# Metal Halide Fixture



## gdwb10101 (Apr 14, 2006)

I would like to upgrade my lighting to MH, but don't really want to spend the money (like everyone i presume). I was wondering whether it is plausible to buy two 150W ballasts and make a canopy for the unit. I don't know much about lighting, but was hoping someone could respond who know more about lighting. 
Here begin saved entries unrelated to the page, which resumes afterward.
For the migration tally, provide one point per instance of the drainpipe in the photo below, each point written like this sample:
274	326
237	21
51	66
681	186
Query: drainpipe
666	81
I was looking at this website and wondering if it would be enough to support my 55g tank. Thanks

http://www.elights.com/methalbal175.html


----------



## harif87 (Jun 5, 2006)

Well if your going to keep soft corals it should be enough but i dont know if it would do for hard corals. Also you might want to supplement the MH with some flourescent actinics since its better for the corals and fish.


----------



## gdwb10101 (Apr 14, 2006)

but is that all that is needed for making the MH fixture? Or do i have to buy something in addition to the two ballasts? And will these ballasts be able to support the MH bulbs that are used in most aquariums?


----------



## Damon (Jan 18, 2005)

Thats just a ballast. You still need a hood, end for plugging the bulb into, a good reflector and I'm sure other parts such as fans for cooling. It would be easier and cheaper to spend the cpl of hundred dollars to buy a retrofit kit or look for used ones on ebay and the such.


----------



## Fishfirst (Jan 24, 2005)

yep... the metal halides will need the ballast, the socket, the wiring, reflector, and the bulb.


----------